Le sujet est divisé comme partout par le langage, mais un de ses registres peut se satisfaire de la référence à l’écriture et l’autre de la parole (Lacan2001:19). Ces deux registres n’évoquent-ils pas celui de la jouissance masculine, centrée sur la parole, et celui de la jouissance féminine, non-dite, muette comme la lettre ? J’avance l’hypothèse d’une affinité entre pastoute et lettre, qui se fonde sur leur portée anti-ontologique ; et expliciterai la fonction de la jouissance féminine comme objection à la notion d’univers, tel que Lacan le définit comme fiction (fixion) de la science.

Lacan l’a répété tout au long de son enseignement : la psychanalyse n’aurait pas été possible sans la révolution scientifique du XVIIe siècle:

(...) il est impensable que la psychanalyse, comme pratique, que l’inconscient, celui de Freud, comme découverte, aient pris leur place avant la naissance, au siècle qu’on a appelé le siècle du génie, le XVIIe siècle, de la science (...) (1966:857).

Par conséquent, le sujet de l’inconscient se définit d’un rapport au savoir qui est celui du cogito cartésien en tant qu’il inaugure le sujet comme corrélat de la science. Ce sujet corrélat de la science, qui est à la racine du sujet de l’inconscient, est celui du doute méthodique par lequel tout savoir est supprimé. Le rapport du sujet au savoir qui inaugure la science est un rapport ponctuel et évanouissant (tout comme celui qui caractérise le sujet de l’inconscient). Matrice de combinatoires signifiantes, le sujet de l’inconscient coïncide avec le moment vide qui précède dans le cogito la certitude d’être. La coïncidence s’arrête là car la psychanalyse ne suit pas le cogito philosophique en ce qu’il est au foyer de ce mirage qui rend l’homme moderne si sûr d’être soi dans ces incertitudes sur lui-même (idem:517). L’évidement du sujet ne lui laisse aucun savoir sur son être mais tout simplement la vérité de son désir. Et ce point d’impasse dans la coïncidence fait que le sujet de l’inconscient est un corrélat de la science, oui, mais un corrélat antinomique puisque la science s’avère définie par la non-issue de l’effort pour le suturer (idem:861). Autrement dit, la psychanalyse apporte à la science ce que la science a exclu de son champ: le sujet (pas l’homme).

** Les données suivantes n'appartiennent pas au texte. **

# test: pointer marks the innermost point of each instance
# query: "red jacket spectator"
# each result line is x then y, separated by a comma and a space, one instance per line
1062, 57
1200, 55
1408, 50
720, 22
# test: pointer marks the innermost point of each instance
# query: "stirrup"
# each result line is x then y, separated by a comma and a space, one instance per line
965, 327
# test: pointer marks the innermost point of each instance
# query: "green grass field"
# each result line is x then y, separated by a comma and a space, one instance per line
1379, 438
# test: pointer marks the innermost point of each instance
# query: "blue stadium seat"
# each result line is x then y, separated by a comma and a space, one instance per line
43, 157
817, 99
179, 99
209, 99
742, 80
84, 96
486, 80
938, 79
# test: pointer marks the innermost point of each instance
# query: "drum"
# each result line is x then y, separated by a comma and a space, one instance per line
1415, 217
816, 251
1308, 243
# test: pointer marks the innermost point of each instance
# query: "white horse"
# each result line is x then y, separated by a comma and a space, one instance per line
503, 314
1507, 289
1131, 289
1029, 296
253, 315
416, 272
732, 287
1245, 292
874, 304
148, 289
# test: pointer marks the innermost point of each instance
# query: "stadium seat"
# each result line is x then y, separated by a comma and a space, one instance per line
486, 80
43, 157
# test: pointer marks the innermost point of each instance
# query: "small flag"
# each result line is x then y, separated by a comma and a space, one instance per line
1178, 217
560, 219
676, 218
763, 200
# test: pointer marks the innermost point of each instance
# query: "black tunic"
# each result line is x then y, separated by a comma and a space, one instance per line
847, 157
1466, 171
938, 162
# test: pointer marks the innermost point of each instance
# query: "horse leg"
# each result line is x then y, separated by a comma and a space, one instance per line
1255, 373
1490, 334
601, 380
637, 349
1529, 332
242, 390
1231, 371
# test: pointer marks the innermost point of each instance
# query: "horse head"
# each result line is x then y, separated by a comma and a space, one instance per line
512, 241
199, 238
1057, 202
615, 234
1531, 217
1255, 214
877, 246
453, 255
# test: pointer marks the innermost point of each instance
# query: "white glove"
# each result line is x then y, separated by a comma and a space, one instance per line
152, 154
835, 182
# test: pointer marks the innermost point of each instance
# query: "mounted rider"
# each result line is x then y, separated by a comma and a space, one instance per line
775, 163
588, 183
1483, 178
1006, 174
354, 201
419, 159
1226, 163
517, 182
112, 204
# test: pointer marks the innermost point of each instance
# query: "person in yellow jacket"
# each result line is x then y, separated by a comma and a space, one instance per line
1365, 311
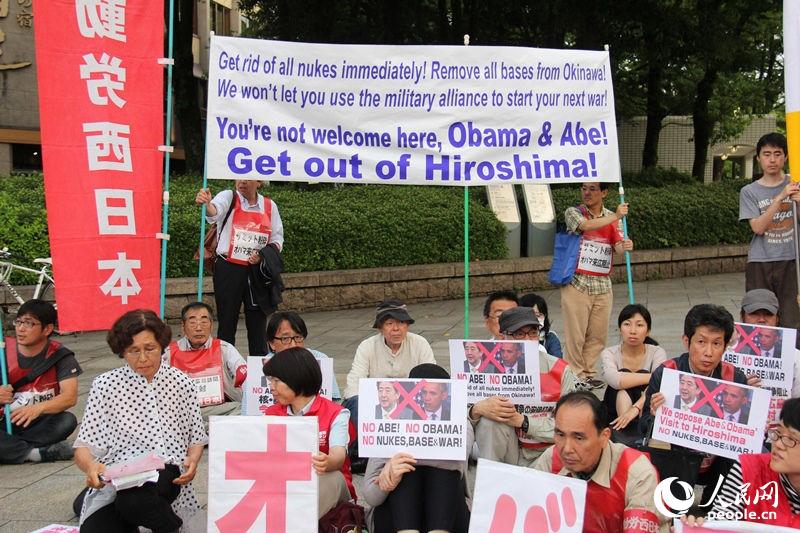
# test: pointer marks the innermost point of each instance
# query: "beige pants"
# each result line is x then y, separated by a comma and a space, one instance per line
585, 320
499, 442
332, 491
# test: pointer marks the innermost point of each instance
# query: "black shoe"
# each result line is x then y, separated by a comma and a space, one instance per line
359, 466
60, 451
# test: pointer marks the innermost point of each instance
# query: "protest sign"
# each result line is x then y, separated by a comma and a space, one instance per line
505, 503
256, 394
431, 115
711, 415
101, 102
768, 353
260, 475
485, 366
424, 417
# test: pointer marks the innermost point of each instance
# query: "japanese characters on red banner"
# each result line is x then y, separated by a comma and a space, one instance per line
710, 415
424, 417
256, 394
260, 475
768, 353
101, 113
504, 501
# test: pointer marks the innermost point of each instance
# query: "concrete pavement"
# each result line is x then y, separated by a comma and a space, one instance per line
35, 495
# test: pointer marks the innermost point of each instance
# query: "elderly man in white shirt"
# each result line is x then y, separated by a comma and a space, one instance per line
390, 353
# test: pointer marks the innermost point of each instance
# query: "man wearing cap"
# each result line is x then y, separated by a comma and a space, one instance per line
501, 432
390, 353
760, 307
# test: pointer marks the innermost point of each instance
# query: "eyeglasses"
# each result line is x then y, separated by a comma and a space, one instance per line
773, 435
530, 333
149, 351
297, 339
26, 324
204, 321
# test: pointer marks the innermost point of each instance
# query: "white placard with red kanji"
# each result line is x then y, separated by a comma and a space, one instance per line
260, 475
424, 417
504, 501
256, 394
711, 415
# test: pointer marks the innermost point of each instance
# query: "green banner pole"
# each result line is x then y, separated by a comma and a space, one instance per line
168, 150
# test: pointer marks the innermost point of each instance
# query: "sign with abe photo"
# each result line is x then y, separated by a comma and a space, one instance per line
711, 415
768, 353
424, 417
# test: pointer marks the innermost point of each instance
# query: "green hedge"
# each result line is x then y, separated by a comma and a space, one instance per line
326, 228
675, 216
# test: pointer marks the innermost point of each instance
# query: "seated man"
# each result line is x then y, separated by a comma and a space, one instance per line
215, 366
503, 434
43, 377
390, 353
495, 304
707, 330
621, 481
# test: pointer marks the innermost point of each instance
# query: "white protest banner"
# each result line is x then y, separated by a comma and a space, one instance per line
768, 353
504, 501
260, 476
424, 417
424, 115
485, 366
256, 394
710, 415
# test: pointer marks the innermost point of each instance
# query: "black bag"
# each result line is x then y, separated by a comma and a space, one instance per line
346, 517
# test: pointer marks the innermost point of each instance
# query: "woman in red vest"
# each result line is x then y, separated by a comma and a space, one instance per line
295, 379
765, 487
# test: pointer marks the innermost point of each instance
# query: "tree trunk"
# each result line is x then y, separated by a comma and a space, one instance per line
655, 115
703, 126
184, 85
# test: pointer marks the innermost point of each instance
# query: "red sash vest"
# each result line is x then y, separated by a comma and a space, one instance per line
252, 228
325, 411
608, 504
756, 472
45, 387
551, 392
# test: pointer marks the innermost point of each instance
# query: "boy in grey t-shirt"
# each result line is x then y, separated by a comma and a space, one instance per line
767, 205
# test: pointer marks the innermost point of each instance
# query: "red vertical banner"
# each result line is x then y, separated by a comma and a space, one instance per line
101, 115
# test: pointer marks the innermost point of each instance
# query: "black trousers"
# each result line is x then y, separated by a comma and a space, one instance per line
44, 431
149, 505
231, 289
427, 498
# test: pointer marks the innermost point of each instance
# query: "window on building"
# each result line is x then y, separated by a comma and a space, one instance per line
220, 19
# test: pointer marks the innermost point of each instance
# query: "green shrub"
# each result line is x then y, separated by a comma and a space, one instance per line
325, 228
675, 216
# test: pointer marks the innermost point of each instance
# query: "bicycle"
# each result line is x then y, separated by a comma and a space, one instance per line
44, 283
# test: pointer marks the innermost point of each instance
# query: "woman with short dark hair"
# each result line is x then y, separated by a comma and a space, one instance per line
141, 408
287, 329
295, 379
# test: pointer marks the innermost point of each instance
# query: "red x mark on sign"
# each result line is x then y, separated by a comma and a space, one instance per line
747, 339
489, 358
270, 470
407, 399
708, 397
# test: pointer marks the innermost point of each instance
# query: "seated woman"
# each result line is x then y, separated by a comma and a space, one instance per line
756, 473
628, 365
295, 379
287, 329
140, 408
408, 494
548, 338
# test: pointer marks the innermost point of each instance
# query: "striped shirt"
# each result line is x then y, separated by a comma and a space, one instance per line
730, 499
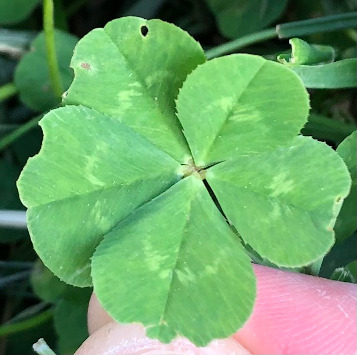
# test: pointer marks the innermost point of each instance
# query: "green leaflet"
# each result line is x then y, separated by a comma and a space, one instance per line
150, 70
236, 18
12, 11
115, 197
201, 281
240, 104
346, 222
31, 75
284, 212
83, 184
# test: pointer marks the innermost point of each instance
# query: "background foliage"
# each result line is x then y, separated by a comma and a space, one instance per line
33, 302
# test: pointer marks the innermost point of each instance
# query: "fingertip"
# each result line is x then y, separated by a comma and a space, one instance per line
115, 339
300, 314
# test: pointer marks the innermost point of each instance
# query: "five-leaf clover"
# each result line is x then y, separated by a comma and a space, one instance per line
162, 170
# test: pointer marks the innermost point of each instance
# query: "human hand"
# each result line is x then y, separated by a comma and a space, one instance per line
293, 314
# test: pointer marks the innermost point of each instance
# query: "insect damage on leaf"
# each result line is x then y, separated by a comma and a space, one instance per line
150, 157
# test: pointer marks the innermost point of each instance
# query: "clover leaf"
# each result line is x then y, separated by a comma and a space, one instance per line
160, 168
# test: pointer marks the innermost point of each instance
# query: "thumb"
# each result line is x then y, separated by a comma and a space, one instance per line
300, 314
117, 339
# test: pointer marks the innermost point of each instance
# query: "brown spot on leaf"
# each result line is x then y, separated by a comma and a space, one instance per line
85, 66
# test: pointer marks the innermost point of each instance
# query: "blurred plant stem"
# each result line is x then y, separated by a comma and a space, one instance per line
48, 26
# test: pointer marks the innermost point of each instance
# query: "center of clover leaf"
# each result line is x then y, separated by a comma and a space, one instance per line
120, 194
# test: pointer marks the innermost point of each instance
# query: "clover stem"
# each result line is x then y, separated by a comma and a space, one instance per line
48, 26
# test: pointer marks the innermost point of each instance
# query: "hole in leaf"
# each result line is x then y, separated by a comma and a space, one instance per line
144, 30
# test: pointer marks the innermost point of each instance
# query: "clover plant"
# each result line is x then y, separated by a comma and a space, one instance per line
162, 172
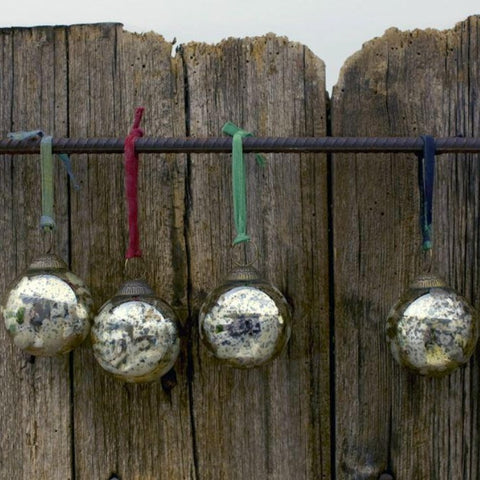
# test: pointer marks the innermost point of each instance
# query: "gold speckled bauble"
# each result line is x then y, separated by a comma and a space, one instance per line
246, 321
432, 329
48, 310
135, 334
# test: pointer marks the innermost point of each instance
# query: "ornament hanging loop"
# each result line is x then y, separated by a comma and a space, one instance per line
427, 260
245, 262
48, 235
135, 267
426, 178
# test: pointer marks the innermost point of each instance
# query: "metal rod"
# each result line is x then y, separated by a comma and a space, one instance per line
251, 144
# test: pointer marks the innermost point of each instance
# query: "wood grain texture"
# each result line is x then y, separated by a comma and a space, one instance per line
135, 431
271, 422
404, 83
35, 427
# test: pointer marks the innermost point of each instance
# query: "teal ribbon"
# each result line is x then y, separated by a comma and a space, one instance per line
63, 156
239, 180
46, 161
47, 221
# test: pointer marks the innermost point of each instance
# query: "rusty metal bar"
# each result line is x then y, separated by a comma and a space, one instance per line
251, 144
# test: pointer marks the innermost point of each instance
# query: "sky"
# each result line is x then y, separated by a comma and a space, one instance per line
333, 30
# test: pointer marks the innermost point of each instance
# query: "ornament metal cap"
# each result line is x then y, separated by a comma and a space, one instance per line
243, 273
134, 288
428, 280
49, 261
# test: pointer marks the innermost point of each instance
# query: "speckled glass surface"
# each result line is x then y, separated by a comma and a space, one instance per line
135, 337
48, 310
432, 331
245, 323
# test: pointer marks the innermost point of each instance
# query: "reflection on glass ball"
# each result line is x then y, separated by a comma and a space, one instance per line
246, 321
48, 310
135, 334
432, 329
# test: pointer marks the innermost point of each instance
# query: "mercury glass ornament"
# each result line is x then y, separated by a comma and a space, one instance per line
48, 310
246, 321
432, 329
135, 334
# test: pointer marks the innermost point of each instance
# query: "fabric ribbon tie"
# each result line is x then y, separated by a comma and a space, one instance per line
239, 180
46, 164
131, 185
32, 134
426, 177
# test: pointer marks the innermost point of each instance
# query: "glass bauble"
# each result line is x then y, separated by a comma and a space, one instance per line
135, 335
432, 329
246, 321
48, 311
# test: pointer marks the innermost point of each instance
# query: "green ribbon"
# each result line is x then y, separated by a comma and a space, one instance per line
47, 222
239, 180
46, 161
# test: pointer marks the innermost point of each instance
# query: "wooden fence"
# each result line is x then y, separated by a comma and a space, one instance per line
339, 236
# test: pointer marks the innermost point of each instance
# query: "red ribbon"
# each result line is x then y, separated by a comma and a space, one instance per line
131, 185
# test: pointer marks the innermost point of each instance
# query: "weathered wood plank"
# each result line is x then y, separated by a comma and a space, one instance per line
272, 422
137, 432
35, 426
404, 83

La psychanalyse se noue à la science non seulement en ce que le sujet se vide de sa substance psychologique, mais aussi dans la mesure où les jeux des petites lettres, la littéralisation de la matière, vident le monde de sa substance et de ses formes phénoménologiques et sémantiques. La démarche de Freud s’inscrit dans la ligne a-cosmologique de la science qui brise l’idée d’univers et le complexe imaginaire qui lui est associé, notamment les notions de substance, d’achèvement et de proportion. La dissidence de Jung avec Freud vient justement du fait que la théorie du premier se centrait sur la notion d’une libido universelle, constituée d’archétypes, projetée sur la réalité pour la catégoriser. C’est l’illusion archaïque.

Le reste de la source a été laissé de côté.